As I write, Fast & Safe Roadracing School is 16 days away and approaching like a rock flung towards my face shield from the wheels of an 18-wheeler on I-70. There’s no way I’ll dodge it, so I’m glad I’ve prepared. While it hasn’t always gone smoothly, things have progressed to a point where I have a bike I’ve actually ridden, and I have at least a modicum of confidence that it will carry me around the track a couple times.

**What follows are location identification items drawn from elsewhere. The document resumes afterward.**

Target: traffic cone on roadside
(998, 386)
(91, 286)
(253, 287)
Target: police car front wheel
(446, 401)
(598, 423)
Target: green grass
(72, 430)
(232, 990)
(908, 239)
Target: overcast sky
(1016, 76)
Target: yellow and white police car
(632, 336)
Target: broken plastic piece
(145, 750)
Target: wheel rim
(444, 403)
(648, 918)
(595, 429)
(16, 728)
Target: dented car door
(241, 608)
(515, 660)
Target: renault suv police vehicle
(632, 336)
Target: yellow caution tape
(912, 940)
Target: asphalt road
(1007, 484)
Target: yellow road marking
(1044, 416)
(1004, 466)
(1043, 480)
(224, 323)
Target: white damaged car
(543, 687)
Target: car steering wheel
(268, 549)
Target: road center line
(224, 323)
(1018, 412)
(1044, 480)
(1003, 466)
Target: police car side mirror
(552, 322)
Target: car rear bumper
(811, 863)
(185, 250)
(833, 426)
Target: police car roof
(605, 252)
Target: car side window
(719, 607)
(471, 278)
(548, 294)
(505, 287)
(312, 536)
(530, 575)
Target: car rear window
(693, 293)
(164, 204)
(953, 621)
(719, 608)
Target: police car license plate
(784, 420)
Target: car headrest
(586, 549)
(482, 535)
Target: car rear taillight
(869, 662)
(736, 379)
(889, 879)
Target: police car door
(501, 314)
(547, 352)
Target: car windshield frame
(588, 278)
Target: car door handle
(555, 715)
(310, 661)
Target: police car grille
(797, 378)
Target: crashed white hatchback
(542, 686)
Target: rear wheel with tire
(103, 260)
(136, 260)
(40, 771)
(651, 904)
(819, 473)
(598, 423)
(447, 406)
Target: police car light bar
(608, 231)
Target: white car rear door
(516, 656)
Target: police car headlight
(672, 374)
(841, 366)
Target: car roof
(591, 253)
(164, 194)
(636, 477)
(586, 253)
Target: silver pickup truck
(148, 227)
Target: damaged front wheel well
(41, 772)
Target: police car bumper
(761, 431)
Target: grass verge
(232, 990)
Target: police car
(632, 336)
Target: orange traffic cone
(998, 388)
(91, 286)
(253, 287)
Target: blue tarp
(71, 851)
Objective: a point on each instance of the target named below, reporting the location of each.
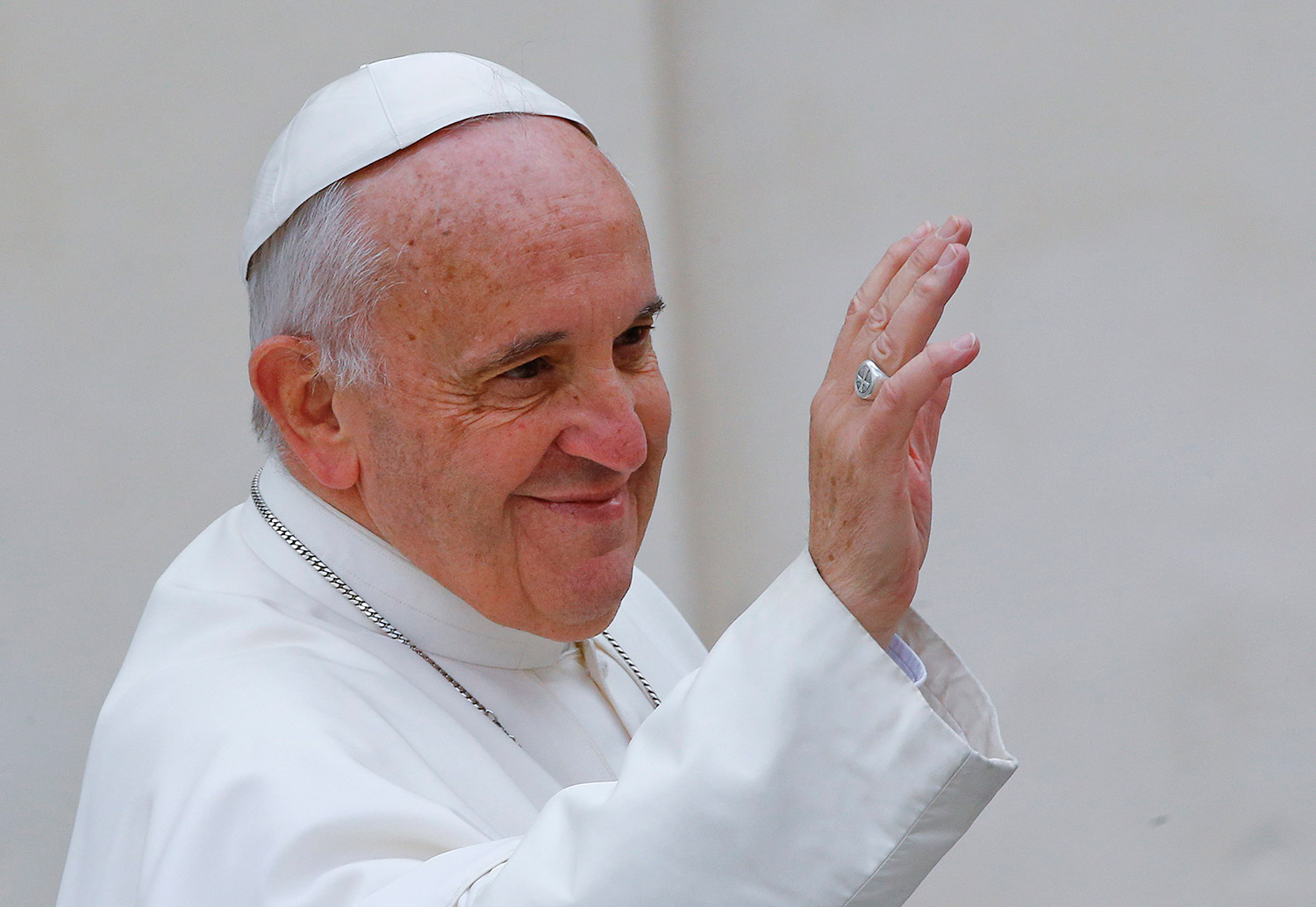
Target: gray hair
(318, 276)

Last Sunday I thought I was a goner. After about 10 hours in the garage on Saturday, I believed I had a rideable motorcycle. I had started the engine a month or so prior, so I knew it ran. It had brakes. Fuel delivery was in place. I cleared a path from the back of my garage to the front, and I pushed the bike out into the parking lot. I ran down the checklist: fuel, ignition, neutral, engine, choke, clutch. I pushed the starter button and the Sea Beast roared to life beneath me. I clicked it into first gear, eased out the clutch, and took off! Fifty feet later, it died. Not a fantastic maiden voyage. I pushed the bike back to the garage, checked the petcock, plug wires, switches, etc., and found nothing amiss. I pushed the starter button again and BANG! It backfired louder than I’ve ever heard a machine backfire. Certain that the police were en route in response to a gunfire call, I closed the garage door and went to bed.
First thing Sunday morning I got back to work. I texted Motorcycle Classics Tech Editor Keith Fellenstein and described the situation. He patiently ran down a list of possibilities, which one by one I eliminated. When Keith showed up to offer in-person assistance, he found a very dejected Shane Powers cleaning the garage and organizing tools. “If you ever come in here and it’s really clean,” I told him, “things aren’t going very well mechanically.” As Keith worked through things, I faced the currently very real prospect that I would have to publish a blog for everyone I know, and thousands of people I don’t know, to read. The contents of that blog would boil down to two words: “I failed.” The issue was discovered in the spark advance mechanism. I had failed to properly tighten the bolt, which allowed the pin that keys the cam to the spark advance plate to fall into the plate. After that was righted, the bike ran well once again, and I was yanked from the depths of despair.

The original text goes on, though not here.